Do I need to delete my interfaces before creating a LAGG group?



  • My current pfSense router has two Ethernet ports.  One port was for the cable modem and the other went to a managed switch.

    I'd now like to connect my cable modem to my switch (on a dedicated VLAN), and then create a fault-tolerant LAGG on the two ports on my router to my switch.

    However, do I need to delete all my existing interfaces?  I have a lot of reserved DHCP addresses, etc, that I'd rather not need to recreate.

    Thanks!



  • I have zero networking knowledge, but this don't sound the slightest bit right. To plug your cablemodem into your switch sounds incorrect. Even with your proposed VLAN method.

    Just wanted to save you the headache. You are creating problems for yourself.

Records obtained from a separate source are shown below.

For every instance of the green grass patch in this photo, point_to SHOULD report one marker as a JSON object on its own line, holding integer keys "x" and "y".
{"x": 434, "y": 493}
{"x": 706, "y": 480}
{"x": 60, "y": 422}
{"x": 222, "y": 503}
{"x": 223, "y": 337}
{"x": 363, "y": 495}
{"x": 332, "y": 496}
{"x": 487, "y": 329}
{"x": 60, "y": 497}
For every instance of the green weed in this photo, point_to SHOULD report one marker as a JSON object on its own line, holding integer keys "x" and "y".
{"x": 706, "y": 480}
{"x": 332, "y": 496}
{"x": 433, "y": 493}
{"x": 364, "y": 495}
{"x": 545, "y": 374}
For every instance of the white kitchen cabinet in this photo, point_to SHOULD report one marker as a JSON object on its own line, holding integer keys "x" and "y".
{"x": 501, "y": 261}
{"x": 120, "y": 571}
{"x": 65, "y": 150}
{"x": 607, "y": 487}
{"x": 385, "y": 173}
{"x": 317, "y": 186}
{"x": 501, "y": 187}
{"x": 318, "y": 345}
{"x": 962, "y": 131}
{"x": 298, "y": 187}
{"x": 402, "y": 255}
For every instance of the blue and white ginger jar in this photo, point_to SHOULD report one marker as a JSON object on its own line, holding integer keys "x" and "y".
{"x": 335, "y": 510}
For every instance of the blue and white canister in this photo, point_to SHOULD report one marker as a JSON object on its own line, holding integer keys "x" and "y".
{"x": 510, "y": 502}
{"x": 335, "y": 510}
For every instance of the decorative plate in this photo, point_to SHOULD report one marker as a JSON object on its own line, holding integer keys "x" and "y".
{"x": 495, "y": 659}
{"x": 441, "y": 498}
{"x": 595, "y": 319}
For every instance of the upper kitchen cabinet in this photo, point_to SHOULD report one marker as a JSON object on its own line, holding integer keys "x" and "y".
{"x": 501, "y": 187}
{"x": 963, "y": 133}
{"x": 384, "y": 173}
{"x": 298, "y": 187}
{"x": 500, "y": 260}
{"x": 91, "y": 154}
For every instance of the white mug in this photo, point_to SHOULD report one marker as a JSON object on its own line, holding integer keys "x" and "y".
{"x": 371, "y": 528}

  • Even if you could manage to migrate you interfaces how are you going to administer them? You really need 3 interfaces. You could use wifi(standing by for flak!!).



  • Seems like just from a latency viewpoint you are introducing 3 extra hops for every internet packet with your VLAN approach..





  • Plus I think that you basically would have your switch "Internet Facing" so any vulnerabilities there could be nasty. VLAN or Not.
    I really wish a network professional would chime in as I am not trained. Maybe your VLAN method is hunky dory. It sounds risky to me. Did you find this method in a how-to or what?

    If its just for experimentation you may be able to get it working.

    That second post from the forum was to show how messed up things can go. The official pfSense instructions look fine, but you will lose all your interface settings. Count on it your first couple of times. Especially if interface 'constrained'.



  • I'd now like to connect my cable modem to my switch (on a dedicated VLAN), and then create a fault-tolerant LAGG on the two ports on my router to my switch.

    And what sense should this make?


  • LAYER 8 Netgate

    If you want to start messing around with LAGG you'll probably just need to bit the bullet and get more interfaces.

    Amazing how you start to chew through switch ports and interfaces when you start down this road. I just had to get a 48-port switch for my home/bench. Ran out at 24.